We want mirrors! For more information see Dumps/Mirror status.
For a list of various information sources about the dumps, see Dumps/Other information sources.
- For documentation on the "adds/changes" dumps, see Dumps/Adds-changes dumps.
- For downloading older media dumps, go to archive.org (see Dumps/Archive.org for details).
- For current dumps issues, see the Dumps-generation project in Phabricator.
- See Dumps/Known issues and wish list for a much older wishlist.
- For current redesign plans and discussion, see Dumps/Dumps 2.0: Redesign.
- For historical information about the dumps, see Dumps/History.
- For info on HTML dumps, see dumpHTML.
The following info is for folks who hack on, maintain and administer the dumps and the dump servers.
Rather than bore you with that here, see Dumps/Current Architecture.
Adding a new snapshot host
Install and add to site.pp in the snapshot stanza (see snapshot1005-7). Add the relevant hiera entries, documented in site.pp, according to whether the server will run en wiki dumps (only one server should do so), or misc cron jobs (one host should do so, not the same host running en wiki dumps).
Dumps run out of /srv/deployment/dumps/dumps/xmldumps-backup on each server. Deployment is done via scap3 from the deployment server.
Starting dump runs
- Do nothing. These jobs run out of cron.
The dumps code is all in the repo /operations/dumps.git, branch 'master'. Various supporting scripts that are not part of the dumps proper, are in puppet; you can find those in the snapshot module.
Getting a copy as a committer:
git clone ssh://<user>@gerrit.wikimedia.org:29418/operations/dumps.git
git checkout master
ssh to the deployment host.
- cd /srv/deployment/dumps/dumps
- git pull
- scap deploy
Note: you likely need to be in the ops ldap group to do the scap. Also note that changes pushed will not take place until the next dump run; any current run uses the existing dump code to complete.
Fixing configuration files
Configuration file setup is handled in the snapshot puppet module. You can check the config files themselves at /etc/dumps/confs on any snapshot host.
Out of space
If the hosts serving the dumps run low on disk space, you can reduce the number of backups that are kept.

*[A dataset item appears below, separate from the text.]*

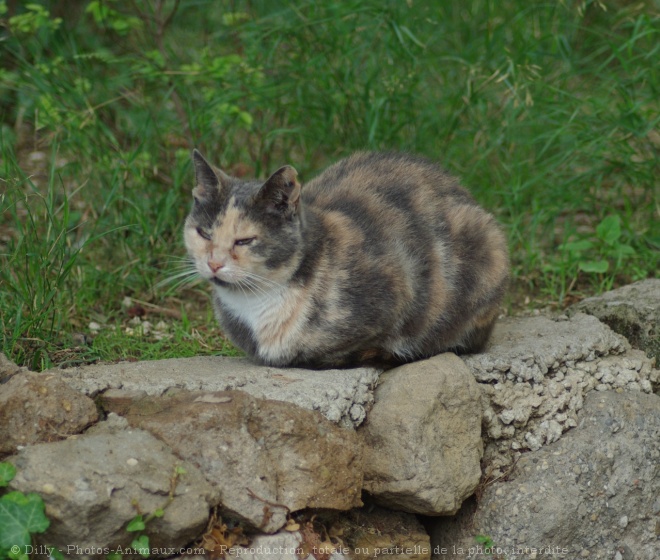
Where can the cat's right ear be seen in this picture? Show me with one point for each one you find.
(210, 182)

Change the value for 'keep' in the configuration files in puppet to a lower number.
The dumps can break in a few interesting ways.
- They no longer appear to be running. Is the monitor running? See below. If it is running, perhaps all the workers are stuck on a stage waiting for a previous stage that failed.
- Shoot them all and let the cron job sort it out. You can also look at the error notifications section and see if anything turns up; fix the underlying problem and wait for cron.
- A dump for a particular wiki has been aborted. This may be due to me shooting the script because it was behaving badly, or because a host was powercycled in the middle of a run.
- The next cron job should fix this up.
- A dump on a particular wiki has failed.
- Check the information on error notifications, track down the underlying issue (db outage? MW deploy of bad code? Other?), fix it, and wait for cron to rerun it.
Email is ordinarily sent if a dump does not complete successfully, going to email@example.com which is an alias. If you want to follow and fix failures, add yourself to that alias.
Logs are kept of each run. From any snapshot host, you can find the logs in the directory (
/mnt/data/xmldatadumps/private/<wikiname>/<date>/dumplog.txt). From these you may glean more reasons for the failure.
Logs that capture the rest are available in /var/log/dumps/ and may also contain clues.
When one or more steps of a dump fail, the index.html file for that dump includes a notation of the failure and sometimes more information about it. Note that one step of a dump failing does not prevent other steps from running unless they depend on the data from that failed step as input.
Monitoring is broken
If the monitor does not appear to be running (the index.html file showing the dumps status is never updated), check which host should have it running (see the hiera host entries for the snapshots and look for the one with monitor: true). This is a service that should be restarted with systemd or upstart, depending on the os version, so you'll want to see what change broke it.
You really really don't want to do this. These jobs run out of cron. All by themselves. Trust me. Once the underlying problem (bad MW code, unhappy db server, out of space, etc) is fixed, it will get taken care of.
Okay, you don't trust me, or something's really broken. See Dumps/Rerunning a job if you absolutely have to rerun a wiki/job.